Tout le monde savait – L’édito de Christophe Bonnefoy
Tout le monde savait. Mais personne n’a rien dit. Parce qu’il est plus facile de fermer les yeux. De faire semblant de n’avoir pas vu.
Ainsi fonctionnait – fonctionne encore ? – le milieu du cinéma. Et pas que lui, sphères pas très claires où les carrières se font et se défont au gré des caprices, au gré de l’humeur d’un réalisateur, d’un acteur vedette ou d’un producteur parfois véreux. Au gré du refus d’une potentielle victime, actrice ou acteur encore dans sa chrysalide, un peu perdu(e) en terre inconnue.
A 12 ans, à 13 ans, petite fille ou petit garçon, on ne sait pas. On n’ose pas. On croit que c’est normal. Qu’un geste déplacé n’est qu’un geste d’affection. Puis on pense qu’on oubliera, sans trop comprendre même ce qu’il y a à oublier. Voire, que se voir prêter attention est valorisant, plutôt que dégradant.
Tout le monde savait. Mais on ne dénonce pas sur l’instant ceux qui font briller les étoiles devant vos yeux. Ceux qui vendent du rêve. Ou à l’inverse, d’un mot, décident de se passer de vous.

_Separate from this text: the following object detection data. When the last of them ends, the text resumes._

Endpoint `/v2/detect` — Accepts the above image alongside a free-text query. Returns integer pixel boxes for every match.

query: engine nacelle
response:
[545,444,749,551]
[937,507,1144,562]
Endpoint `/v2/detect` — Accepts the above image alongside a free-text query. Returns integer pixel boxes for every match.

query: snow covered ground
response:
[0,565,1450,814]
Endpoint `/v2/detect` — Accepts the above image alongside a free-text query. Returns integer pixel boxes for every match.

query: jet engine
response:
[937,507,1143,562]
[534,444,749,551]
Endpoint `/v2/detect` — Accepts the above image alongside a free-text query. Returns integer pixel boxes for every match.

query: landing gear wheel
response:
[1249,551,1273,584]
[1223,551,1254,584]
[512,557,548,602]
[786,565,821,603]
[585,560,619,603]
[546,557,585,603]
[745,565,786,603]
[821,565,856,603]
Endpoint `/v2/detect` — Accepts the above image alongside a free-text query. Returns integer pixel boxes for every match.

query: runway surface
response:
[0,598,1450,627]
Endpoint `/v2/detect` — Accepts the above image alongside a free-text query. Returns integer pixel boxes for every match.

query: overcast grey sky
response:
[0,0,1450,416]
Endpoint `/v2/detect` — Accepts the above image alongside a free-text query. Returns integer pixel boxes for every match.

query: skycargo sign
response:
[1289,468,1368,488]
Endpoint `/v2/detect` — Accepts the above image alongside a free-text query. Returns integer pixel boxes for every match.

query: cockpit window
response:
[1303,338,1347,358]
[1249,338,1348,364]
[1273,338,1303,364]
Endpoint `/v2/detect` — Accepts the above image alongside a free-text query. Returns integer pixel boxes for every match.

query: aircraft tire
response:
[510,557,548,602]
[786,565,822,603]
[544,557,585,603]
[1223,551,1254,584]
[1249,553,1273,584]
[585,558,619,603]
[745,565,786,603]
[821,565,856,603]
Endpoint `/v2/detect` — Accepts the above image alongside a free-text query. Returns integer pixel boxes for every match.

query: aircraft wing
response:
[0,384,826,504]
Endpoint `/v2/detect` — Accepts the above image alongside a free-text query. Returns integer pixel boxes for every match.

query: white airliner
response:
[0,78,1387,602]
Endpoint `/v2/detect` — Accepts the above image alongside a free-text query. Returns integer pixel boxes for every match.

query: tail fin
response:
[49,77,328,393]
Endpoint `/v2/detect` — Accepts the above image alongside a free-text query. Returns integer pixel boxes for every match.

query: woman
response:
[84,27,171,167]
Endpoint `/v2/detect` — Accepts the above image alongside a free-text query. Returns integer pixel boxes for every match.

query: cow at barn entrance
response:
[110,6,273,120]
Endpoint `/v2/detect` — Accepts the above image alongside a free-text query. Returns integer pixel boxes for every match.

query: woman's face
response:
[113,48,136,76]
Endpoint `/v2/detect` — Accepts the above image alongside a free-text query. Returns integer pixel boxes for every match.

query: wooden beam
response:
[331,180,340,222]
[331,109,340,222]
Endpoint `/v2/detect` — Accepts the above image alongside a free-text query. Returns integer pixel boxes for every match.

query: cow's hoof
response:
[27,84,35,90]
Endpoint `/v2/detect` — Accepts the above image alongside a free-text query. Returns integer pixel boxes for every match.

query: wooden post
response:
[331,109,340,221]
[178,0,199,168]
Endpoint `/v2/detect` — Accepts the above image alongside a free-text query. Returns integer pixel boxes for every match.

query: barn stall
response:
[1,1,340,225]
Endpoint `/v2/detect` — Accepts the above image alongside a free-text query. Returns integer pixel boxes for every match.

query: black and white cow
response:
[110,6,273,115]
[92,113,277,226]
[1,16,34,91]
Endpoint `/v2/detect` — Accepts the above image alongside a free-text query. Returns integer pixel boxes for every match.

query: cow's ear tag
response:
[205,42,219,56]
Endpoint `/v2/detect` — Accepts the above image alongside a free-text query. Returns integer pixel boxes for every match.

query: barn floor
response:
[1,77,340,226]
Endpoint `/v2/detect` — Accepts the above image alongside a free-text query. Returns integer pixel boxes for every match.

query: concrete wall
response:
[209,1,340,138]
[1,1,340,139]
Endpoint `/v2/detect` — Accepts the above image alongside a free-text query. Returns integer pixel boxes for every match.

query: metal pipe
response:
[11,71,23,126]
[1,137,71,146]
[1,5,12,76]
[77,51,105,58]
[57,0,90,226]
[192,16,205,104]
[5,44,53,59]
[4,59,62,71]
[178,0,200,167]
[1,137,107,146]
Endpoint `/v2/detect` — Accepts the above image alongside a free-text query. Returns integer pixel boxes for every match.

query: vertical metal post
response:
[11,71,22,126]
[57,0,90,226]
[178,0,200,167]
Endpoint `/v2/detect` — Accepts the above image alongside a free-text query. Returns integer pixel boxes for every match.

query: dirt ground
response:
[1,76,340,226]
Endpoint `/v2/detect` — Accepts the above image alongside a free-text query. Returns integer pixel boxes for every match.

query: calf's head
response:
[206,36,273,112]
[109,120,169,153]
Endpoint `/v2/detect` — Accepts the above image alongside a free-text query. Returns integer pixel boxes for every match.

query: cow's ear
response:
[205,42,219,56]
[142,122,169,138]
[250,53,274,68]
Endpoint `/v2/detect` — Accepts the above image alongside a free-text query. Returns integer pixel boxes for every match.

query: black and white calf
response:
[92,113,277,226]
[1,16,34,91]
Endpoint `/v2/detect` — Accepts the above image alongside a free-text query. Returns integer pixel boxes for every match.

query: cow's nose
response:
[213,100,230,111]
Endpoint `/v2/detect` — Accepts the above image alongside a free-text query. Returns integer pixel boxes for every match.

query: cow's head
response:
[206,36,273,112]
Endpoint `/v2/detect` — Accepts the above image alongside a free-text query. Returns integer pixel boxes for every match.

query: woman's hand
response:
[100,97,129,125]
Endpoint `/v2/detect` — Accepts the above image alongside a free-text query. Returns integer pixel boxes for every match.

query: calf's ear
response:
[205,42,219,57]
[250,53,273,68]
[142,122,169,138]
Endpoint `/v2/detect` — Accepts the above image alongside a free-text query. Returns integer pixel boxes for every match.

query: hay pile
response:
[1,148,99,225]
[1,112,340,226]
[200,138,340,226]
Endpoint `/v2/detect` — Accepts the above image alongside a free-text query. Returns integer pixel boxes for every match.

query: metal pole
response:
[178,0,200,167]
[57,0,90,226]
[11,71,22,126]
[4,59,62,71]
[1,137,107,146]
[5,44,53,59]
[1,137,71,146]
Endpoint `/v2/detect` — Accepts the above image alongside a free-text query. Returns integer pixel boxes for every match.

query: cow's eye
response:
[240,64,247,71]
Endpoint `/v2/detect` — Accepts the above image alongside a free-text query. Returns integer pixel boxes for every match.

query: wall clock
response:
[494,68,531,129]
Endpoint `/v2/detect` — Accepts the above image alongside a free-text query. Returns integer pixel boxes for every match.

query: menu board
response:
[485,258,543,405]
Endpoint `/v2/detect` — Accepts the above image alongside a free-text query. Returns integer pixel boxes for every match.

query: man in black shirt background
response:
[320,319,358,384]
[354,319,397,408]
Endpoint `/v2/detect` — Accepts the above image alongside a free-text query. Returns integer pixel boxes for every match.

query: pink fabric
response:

Ce jeudi, devant les sénateurs, Judith Godrèche est venue rappeler ces pratiques érigées en habitudes. Un droit de cuissage, en fait, mais qui n’en porte pas le nom. L’actrice n’a plus rien à prouver. Personne ne pourra aujourd’hui lui reprocher de vouloir se construire une carrière. C’est déjà fait. Au contraire, en réclamant une commission d’enquête sur les violences sexistes et sexuelles dans le milieu du Septième art, elle vient bousculer encore un peu plus cet entre-soi déjà maintes fois vomi par ceux qui en sont les victimes. Certains ne lui pardonneront pas.
Les monstres ne sont pas que dans les scenarii. Ils avancent parfois à visage presque découvert. Et jusqu’ici, souvent, en toute impunité.